After 2020, offshore wind energy capacity in the Belgian North Sea can be further developed to 4.5 GW.


Vulnerable market

In the interests of the Belgian economy, it is crucial that the country’s own capacity to produce electricity is further developed, so that security of supply can continue to be guaranteed. Having your own production capacity also guarantees a stable pricing policy (less reliance on imports) and a stable investment climate for Belgian companies. Recent geopolitical tensions in Ukraine, the Middle East and elsewhere have increased concerns about the energy dependency of Europe and Belgium. The European Commission is working on a plan to reduce Europe’s dependence on gas imports, in part by further exploiting the potential of renewable (wind) energy.

Risk of black-out

As a result of the recent shut-down of the Doel 3 and Tihange 2 nuclear reactors, the limits of importing electricity from the Netherlands and France were made very clear. In these circumstances, there is a risk of a shortfall in electricity supply, especially during the winter.

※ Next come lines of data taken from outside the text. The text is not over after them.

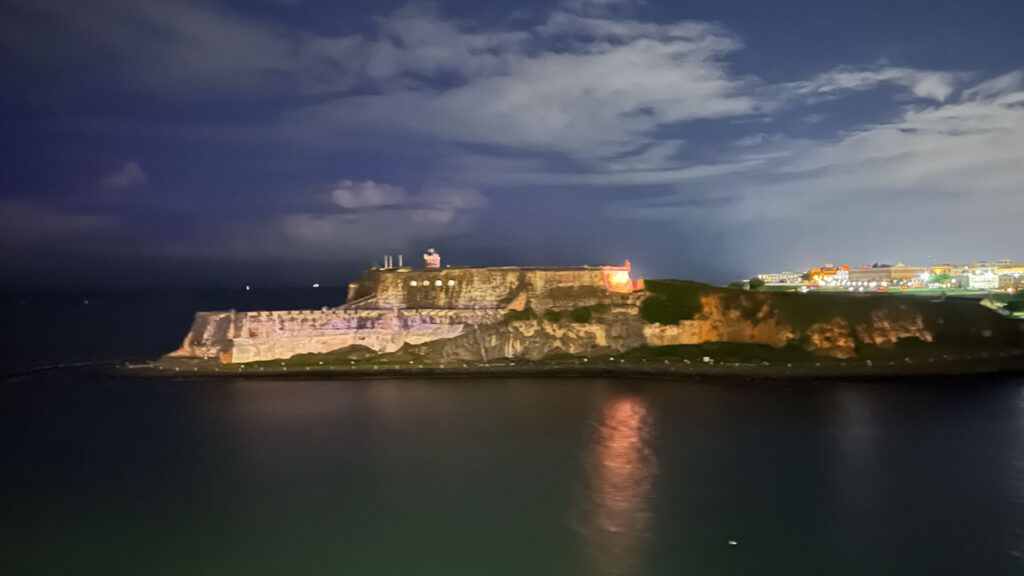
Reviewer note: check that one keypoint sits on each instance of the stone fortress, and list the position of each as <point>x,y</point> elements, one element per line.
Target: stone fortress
<point>391,306</point>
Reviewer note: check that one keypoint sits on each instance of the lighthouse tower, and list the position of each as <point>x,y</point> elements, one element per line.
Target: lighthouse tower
<point>431,258</point>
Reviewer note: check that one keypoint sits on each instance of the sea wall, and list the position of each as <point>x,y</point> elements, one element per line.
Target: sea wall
<point>252,336</point>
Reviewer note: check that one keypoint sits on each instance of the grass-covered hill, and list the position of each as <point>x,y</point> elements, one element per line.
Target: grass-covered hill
<point>954,324</point>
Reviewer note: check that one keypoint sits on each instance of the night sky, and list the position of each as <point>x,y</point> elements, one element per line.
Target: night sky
<point>289,141</point>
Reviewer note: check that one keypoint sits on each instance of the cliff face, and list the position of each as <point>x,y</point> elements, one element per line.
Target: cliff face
<point>613,331</point>
<point>759,322</point>
<point>587,321</point>
<point>716,323</point>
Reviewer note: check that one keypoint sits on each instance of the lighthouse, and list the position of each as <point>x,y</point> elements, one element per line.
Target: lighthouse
<point>431,258</point>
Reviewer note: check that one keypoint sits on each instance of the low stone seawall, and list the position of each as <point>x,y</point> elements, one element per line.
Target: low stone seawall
<point>251,336</point>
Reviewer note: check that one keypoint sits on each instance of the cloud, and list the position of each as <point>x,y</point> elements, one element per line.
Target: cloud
<point>377,216</point>
<point>129,175</point>
<point>934,85</point>
<point>616,82</point>
<point>348,194</point>
<point>954,163</point>
<point>26,224</point>
<point>174,47</point>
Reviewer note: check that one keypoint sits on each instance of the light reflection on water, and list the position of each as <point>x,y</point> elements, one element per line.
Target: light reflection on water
<point>620,468</point>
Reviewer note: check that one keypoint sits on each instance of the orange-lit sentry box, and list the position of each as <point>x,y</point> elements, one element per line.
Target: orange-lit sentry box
<point>616,279</point>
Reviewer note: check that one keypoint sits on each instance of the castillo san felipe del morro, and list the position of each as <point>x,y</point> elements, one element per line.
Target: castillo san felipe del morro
<point>479,315</point>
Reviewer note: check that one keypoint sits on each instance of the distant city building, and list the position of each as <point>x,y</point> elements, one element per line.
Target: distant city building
<point>983,280</point>
<point>781,278</point>
<point>992,275</point>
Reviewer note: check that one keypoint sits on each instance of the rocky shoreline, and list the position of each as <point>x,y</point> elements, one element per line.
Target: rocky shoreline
<point>978,364</point>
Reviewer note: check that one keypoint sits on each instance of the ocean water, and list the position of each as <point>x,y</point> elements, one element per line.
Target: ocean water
<point>102,475</point>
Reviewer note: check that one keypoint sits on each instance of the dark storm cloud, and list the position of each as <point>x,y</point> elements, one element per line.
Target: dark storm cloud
<point>268,135</point>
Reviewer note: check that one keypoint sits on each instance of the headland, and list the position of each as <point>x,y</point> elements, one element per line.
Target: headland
<point>596,320</point>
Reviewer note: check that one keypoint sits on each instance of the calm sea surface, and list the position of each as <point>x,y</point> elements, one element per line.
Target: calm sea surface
<point>102,475</point>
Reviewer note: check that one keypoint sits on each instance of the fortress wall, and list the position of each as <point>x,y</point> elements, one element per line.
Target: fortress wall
<point>478,288</point>
<point>253,336</point>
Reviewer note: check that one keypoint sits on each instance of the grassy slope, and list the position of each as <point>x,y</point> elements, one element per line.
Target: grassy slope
<point>956,324</point>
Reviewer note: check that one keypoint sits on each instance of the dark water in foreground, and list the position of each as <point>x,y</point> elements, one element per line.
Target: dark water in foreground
<point>528,477</point>
<point>107,476</point>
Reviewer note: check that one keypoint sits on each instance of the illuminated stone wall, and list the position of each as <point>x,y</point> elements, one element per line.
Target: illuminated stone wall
<point>479,288</point>
<point>253,336</point>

In anticipation of the planned decommissioning of Belgium’s nuclear power stations after 2025, the challenge of ensuring future electricity supply and preventing a possible black-out is a daunting one. The Federal Planning Agency has calculated that a national power cut of one hour during a working day would result in a total loss to the Belgian economy of ca. 120 million euros.